God told Moses to go into the Tabernacle and get Aaron’s rod, which had budded with life and fruit.  Unlike the last time, however, when he had been commanded to hit the rock in order to bring forth water, this time Moses was told to simply speak to the rock.

In his anger, Moses foolishly disregarded the commands of his loving God as he smashed Aaron’s rod against the rock twice.  Although water gushed out of the rock as it always had, Moses was immediately sickened in his spirit by the rebellious act he had committed.

The words he heard from the Lord next did nothing to allay the guilt growing in his heart: “…you will not bring this community into the land I will give them.”

How did this happen?  How could the greatest leader on the face of the earth be disqualified from leading God’s people into their inheritance? Although there are a number of possible answers to this critical question, I will concentrate on only three of them.
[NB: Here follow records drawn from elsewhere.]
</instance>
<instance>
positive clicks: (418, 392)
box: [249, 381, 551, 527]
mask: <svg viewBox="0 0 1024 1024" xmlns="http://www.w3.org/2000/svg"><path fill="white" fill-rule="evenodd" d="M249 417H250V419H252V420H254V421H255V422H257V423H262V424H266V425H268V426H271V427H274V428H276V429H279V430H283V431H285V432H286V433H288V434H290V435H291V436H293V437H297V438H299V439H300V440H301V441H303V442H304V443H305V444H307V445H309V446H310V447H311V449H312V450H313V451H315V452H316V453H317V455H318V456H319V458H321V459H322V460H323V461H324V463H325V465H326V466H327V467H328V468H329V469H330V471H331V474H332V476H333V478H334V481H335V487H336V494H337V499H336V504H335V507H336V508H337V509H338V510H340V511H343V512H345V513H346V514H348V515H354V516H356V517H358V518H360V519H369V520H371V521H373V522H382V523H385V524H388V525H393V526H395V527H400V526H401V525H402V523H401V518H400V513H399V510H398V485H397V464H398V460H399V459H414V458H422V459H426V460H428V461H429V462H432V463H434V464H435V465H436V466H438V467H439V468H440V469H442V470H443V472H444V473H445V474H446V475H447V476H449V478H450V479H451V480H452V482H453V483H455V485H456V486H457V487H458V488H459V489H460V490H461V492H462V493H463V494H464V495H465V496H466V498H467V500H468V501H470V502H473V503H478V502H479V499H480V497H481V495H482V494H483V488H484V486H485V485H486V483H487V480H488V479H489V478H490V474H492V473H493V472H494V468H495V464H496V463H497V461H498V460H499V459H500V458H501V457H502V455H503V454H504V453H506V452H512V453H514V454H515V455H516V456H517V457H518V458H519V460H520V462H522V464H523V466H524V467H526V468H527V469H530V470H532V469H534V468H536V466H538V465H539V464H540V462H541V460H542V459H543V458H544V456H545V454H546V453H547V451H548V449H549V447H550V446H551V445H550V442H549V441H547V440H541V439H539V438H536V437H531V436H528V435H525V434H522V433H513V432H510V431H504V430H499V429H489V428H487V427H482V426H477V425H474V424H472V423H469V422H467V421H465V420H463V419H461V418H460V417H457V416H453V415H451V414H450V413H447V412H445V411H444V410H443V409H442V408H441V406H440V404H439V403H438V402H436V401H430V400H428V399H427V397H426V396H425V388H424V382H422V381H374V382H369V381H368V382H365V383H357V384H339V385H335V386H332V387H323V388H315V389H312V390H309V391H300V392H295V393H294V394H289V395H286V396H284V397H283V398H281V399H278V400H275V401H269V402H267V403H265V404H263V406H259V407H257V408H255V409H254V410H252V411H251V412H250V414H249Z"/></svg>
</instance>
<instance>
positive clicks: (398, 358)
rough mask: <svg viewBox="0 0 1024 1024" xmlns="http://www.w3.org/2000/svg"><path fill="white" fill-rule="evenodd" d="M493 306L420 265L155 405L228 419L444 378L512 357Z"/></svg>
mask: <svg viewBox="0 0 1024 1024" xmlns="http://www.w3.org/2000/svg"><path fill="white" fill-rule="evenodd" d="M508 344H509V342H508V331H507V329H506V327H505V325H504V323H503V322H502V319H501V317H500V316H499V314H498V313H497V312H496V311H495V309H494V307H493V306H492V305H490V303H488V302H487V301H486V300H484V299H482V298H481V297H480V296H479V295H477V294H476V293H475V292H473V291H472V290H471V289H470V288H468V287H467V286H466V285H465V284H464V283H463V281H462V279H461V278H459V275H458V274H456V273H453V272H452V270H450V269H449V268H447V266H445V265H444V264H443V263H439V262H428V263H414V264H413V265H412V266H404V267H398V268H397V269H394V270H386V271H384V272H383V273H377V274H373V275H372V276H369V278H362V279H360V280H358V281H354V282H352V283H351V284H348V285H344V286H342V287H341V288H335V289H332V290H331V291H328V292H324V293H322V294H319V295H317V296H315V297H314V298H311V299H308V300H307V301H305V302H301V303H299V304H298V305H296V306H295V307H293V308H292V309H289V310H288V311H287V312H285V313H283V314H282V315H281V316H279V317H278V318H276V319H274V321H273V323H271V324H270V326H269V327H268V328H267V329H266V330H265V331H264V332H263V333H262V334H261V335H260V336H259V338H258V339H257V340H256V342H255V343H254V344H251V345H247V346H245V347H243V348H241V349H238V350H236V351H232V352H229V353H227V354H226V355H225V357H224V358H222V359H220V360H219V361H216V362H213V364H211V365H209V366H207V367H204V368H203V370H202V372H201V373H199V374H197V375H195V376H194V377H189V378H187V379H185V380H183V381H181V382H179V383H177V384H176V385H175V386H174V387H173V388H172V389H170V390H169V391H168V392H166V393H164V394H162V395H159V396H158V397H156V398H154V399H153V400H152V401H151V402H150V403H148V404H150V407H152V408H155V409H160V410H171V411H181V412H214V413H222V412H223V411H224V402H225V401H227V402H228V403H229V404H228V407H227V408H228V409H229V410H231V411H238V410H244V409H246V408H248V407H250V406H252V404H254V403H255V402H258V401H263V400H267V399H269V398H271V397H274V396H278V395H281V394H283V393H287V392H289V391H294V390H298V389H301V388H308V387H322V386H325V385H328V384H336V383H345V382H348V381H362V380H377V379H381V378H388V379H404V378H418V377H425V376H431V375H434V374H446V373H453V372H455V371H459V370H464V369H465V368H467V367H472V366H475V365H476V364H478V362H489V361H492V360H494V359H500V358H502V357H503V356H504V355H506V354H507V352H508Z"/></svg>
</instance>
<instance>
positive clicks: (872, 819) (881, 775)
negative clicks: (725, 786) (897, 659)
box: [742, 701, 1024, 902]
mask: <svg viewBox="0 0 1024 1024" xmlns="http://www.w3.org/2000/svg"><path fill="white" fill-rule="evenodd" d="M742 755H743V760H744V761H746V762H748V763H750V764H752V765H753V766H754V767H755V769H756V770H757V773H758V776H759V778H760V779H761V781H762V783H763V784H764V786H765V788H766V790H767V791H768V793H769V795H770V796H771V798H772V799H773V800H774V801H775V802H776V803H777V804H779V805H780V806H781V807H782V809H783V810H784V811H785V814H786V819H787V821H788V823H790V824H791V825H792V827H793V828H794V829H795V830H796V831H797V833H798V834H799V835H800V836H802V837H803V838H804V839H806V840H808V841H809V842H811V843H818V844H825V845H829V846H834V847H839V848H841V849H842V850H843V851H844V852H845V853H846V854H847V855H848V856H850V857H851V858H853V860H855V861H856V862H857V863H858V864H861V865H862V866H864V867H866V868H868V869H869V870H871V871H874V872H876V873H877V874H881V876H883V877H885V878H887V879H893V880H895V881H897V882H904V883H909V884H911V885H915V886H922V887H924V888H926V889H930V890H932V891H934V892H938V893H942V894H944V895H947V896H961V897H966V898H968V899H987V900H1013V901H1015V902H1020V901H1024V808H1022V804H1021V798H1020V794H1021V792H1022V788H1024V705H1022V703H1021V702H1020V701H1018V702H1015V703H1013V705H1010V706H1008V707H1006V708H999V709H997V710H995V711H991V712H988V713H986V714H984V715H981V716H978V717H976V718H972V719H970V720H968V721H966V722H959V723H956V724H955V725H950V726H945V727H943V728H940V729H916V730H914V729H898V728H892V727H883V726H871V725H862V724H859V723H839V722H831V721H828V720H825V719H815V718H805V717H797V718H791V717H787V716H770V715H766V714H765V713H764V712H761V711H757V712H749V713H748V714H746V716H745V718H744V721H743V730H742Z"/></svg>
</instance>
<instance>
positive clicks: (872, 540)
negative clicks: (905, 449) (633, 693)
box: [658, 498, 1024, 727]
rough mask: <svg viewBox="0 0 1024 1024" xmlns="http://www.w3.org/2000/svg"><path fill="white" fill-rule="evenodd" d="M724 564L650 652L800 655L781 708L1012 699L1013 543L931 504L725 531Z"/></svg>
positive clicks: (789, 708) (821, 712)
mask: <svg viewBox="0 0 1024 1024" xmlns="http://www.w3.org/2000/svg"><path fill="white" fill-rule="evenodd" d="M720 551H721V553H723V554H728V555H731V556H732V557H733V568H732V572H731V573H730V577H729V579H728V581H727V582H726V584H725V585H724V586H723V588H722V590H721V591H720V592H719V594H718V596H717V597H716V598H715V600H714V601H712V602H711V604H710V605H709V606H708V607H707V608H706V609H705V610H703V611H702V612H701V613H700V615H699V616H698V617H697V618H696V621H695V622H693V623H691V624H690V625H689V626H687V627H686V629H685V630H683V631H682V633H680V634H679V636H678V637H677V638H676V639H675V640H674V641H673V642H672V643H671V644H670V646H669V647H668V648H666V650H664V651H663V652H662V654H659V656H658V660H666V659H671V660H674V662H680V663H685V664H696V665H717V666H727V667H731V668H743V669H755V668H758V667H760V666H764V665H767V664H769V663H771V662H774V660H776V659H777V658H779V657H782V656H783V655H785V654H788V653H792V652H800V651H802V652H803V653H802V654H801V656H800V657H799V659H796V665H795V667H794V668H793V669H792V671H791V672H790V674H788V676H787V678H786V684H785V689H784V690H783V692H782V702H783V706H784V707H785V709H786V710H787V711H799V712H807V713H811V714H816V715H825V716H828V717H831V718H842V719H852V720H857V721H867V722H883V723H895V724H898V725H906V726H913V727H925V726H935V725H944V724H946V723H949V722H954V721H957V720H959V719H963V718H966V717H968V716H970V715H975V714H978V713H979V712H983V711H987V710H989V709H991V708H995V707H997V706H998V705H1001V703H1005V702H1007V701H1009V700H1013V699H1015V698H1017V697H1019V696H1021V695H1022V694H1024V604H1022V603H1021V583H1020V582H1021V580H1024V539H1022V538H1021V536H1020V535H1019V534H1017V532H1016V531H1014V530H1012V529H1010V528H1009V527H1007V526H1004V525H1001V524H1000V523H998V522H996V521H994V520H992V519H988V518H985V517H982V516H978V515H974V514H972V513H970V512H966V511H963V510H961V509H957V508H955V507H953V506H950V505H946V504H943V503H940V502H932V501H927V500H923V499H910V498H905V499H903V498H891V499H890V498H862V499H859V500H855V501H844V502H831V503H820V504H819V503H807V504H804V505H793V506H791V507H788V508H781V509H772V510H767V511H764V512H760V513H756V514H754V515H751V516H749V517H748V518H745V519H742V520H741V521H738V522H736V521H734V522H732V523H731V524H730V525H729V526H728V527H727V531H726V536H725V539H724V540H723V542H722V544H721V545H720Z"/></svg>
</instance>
First, Moses directly disobeyed the command of the Lord.  Even after God clearly told Moses to speak to the rock, he chose to strike it.  You must never forget it is not enough to simply do what God says; it is just as important that you do it in the way He says to do it.
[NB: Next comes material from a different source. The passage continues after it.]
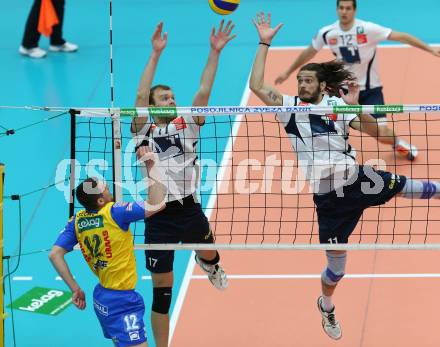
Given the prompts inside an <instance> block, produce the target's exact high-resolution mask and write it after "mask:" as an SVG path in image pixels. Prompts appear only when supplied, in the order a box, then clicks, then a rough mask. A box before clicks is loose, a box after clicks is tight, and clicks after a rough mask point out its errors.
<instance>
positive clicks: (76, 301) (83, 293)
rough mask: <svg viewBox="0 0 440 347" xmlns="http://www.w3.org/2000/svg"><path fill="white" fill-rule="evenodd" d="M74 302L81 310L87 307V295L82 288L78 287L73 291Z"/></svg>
mask: <svg viewBox="0 0 440 347" xmlns="http://www.w3.org/2000/svg"><path fill="white" fill-rule="evenodd" d="M72 302H73V304H74V305H75V306H76V307H78V308H79V309H80V310H84V309H85V308H86V296H85V294H84V292H83V291H82V289H81V288H78V289H77V290H75V291H74V292H73V293H72Z"/></svg>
With the Lord, the means are just as important as the end.

Second, Moses misrepresented God’s emotions. God had no desire to judge the people at this point.  The only reason God had Moses take the budding rod was to remind the people He Himself had chosen Moses and Aaron.  Moses, however, was filled with judgment and frustration, so he struck the rock in anger.
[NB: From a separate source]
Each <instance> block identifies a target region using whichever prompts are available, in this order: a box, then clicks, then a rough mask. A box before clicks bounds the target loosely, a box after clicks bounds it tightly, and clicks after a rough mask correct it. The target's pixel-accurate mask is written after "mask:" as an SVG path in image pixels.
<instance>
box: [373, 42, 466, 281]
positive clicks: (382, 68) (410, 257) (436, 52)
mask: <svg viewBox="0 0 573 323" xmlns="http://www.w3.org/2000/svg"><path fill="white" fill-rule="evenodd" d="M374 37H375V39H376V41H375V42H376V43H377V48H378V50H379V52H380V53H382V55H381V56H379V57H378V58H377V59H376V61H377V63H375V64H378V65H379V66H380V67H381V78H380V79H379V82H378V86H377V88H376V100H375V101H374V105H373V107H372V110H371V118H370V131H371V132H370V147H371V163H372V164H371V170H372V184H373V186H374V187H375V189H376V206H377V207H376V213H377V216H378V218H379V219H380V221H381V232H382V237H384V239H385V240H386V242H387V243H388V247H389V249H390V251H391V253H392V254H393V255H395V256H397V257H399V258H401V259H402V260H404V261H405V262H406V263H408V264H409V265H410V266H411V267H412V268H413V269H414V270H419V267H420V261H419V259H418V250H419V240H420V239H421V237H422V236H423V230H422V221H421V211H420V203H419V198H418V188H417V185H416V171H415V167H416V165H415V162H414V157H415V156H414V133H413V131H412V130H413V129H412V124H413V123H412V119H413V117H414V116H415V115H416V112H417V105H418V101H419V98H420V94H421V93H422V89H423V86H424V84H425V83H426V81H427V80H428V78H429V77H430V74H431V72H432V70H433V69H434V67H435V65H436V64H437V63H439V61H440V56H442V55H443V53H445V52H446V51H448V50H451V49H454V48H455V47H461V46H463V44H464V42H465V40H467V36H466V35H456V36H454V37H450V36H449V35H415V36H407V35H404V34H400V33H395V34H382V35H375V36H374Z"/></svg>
This rash act violated the way God had chosen to deal with His people.  It is no different for you and me today.  It is not enough for us to simply hear and obey God’s word; we must also have His emotions.

Third, when Moses asked the question, “…must we bring you water out of this rock?” he was taking credit for something only God Himself could do.  Tragically, Moses’ vain attempt to establish his own authority was totally unnecessary; God had already given him all the credibility he needed by telling him to carry the budding rod in his hand.

Time and time again I have seen leaders today making this same mistake.  Whether it is using their anger to motivate people, or continually bragging about their ministry accomplishments, they are attempting to establish their own authority.

Sadly, if they would spend more time in the presence of God and less time trying to prove themselves, these leaders would have all the fruit they needed to win the hearts of the people whom they have been called to serve.

Fourth, it is clear from this story that God holds His leaders to a much stricter standard.  According to Numbers 14:22, the children of Israel were not disqualified from entering the land until after they had disobeyed ten times.

Moses, however, was disqualified after he had rebelled one time.  Could this be what the apostle James means when he says that leaders will be “judged more strictly” (James 3:1)?

May the revelations of this story fill your heart with a sobriety and faith you need to become the leader He has called you to be.

Jim Laffoon is part of the international leadership team of Every Nation and also serves on the pastoral staff of King’s Park International Church in Raleigh-Durham, North Carolina.  He is the author of Our Daily Blog. Jim and his wife, Cathy, have four children and live in Raleigh-Durham, North Carolina.